Stellar Evolution
During helium fusion, stars build up an inert core rich in carbon and oxygen. The inert core eventually reaches sufficient mass to collapse due to gravitation, whilst the helium burning moves gradually outward. This decrease in the inert core volume raises the temperature to the carbon ignition temperature. This will raise the temperature around the core and allow helium to burn in a shell around the core. Outside this is another shell burning hydrogen. The resulting carbon burning provides energy from the core to restore the star's mechanical equilibrium.
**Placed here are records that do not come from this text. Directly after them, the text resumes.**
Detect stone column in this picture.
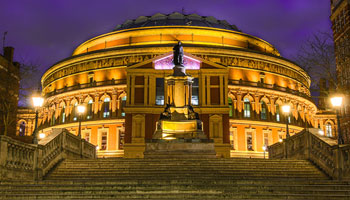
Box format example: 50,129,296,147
112,92,117,116
255,95,260,114
131,76,135,105
237,93,242,112
206,75,211,105
94,95,99,114
220,76,224,105
144,76,148,106
149,76,155,105
200,74,206,105
224,76,228,106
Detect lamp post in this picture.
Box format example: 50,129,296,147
282,104,291,138
77,104,86,138
262,145,267,159
331,96,343,145
32,94,44,144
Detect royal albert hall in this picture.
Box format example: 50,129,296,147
37,12,335,158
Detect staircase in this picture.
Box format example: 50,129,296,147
1,158,349,199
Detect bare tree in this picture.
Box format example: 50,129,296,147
0,62,20,136
18,61,41,107
294,31,337,91
0,91,17,136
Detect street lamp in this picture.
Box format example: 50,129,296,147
262,145,267,159
282,104,291,138
39,132,46,139
331,96,343,145
77,104,86,138
32,94,44,144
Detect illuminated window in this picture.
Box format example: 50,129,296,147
155,78,164,105
244,98,251,118
118,127,125,150
326,123,332,137
101,131,107,150
121,96,127,117
84,131,90,142
264,132,269,146
191,78,199,105
247,132,253,151
261,101,267,120
103,98,110,118
19,121,26,136
278,132,284,142
87,99,93,119
61,105,66,123
229,128,235,150
276,104,280,122
260,72,265,84
228,97,233,117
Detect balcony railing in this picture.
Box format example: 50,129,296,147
228,79,312,101
45,79,126,98
38,110,125,131
229,110,312,128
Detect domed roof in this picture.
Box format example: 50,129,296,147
114,12,240,32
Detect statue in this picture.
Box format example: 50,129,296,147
173,41,184,65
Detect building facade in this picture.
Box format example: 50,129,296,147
0,47,20,137
330,0,350,143
29,13,336,158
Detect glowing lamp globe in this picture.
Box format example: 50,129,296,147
77,105,86,114
282,105,291,114
32,96,44,108
39,133,46,139
331,97,343,108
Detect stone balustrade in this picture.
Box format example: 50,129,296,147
0,128,96,180
268,128,350,180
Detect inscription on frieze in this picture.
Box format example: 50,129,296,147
44,53,309,87
194,54,308,87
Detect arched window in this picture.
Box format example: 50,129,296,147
51,110,56,126
103,98,110,118
120,96,127,117
191,78,199,105
325,123,332,137
228,97,233,117
61,105,66,123
73,102,78,121
244,98,251,118
276,104,280,122
261,101,267,120
87,99,93,119
19,121,26,136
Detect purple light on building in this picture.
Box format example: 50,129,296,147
154,55,201,70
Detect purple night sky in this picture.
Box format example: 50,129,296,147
0,0,332,76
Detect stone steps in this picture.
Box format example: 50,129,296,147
1,193,350,200
1,158,349,199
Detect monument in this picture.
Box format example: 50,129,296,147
144,42,216,158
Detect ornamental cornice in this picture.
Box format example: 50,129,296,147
42,46,309,89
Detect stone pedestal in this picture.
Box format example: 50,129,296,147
146,43,216,158
144,139,216,158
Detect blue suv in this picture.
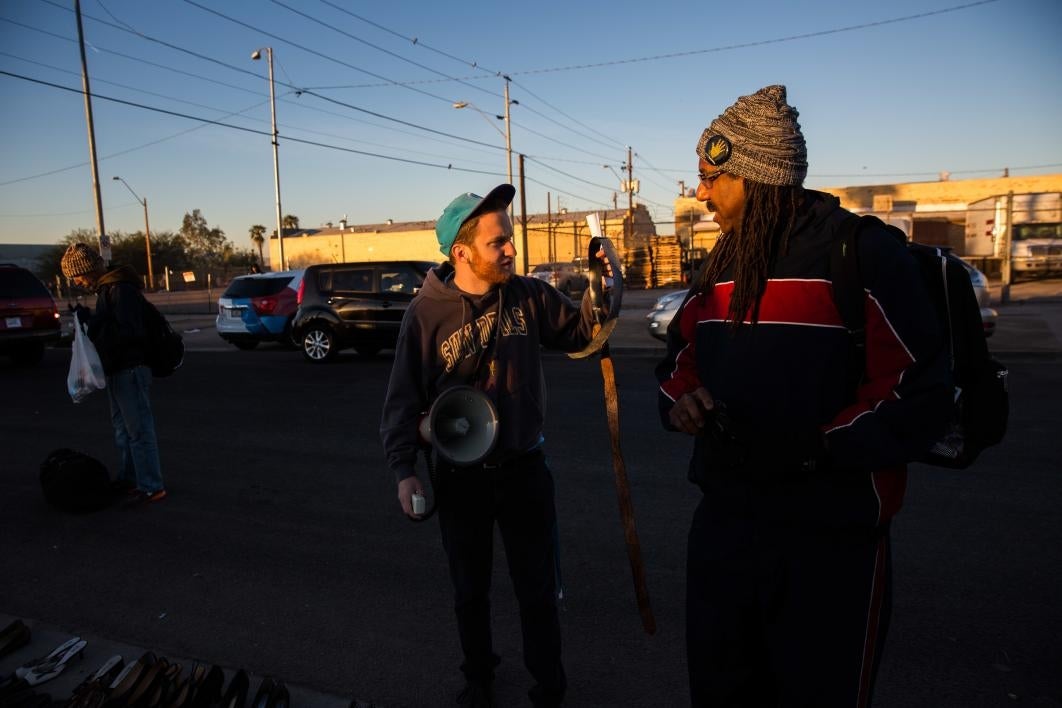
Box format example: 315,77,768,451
216,270,304,350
However, the balance is only short-lived; in a star of 25 solar masses, the process will use up most of the carbon in the core in only 600 years.
Stars with below 8–9 Solar masses never reach high enough core temperature to burn carbon, instead ending their lives as carbon-oxygen white dwarfs after shell helium flashes gently expel the outer envelope in a planetary nebula.
In the late stages of carbon burning, stars with masses between 8 and 11 solar masses develop a massive stellar wind, which quickly ejects the outer envelope in a planetary nebula leaving behind an O-Ne-Na-Mg white dwarf core of about 1.1 solar masses. The core never reaches high enough temperature for further fusion burning of heavier elements than carbon.
Stars with more than 11 solar masses proceed with the neon-burning process after contraction of the inert (O, Ne, Na, Mg) core raises the temperature sufficiently.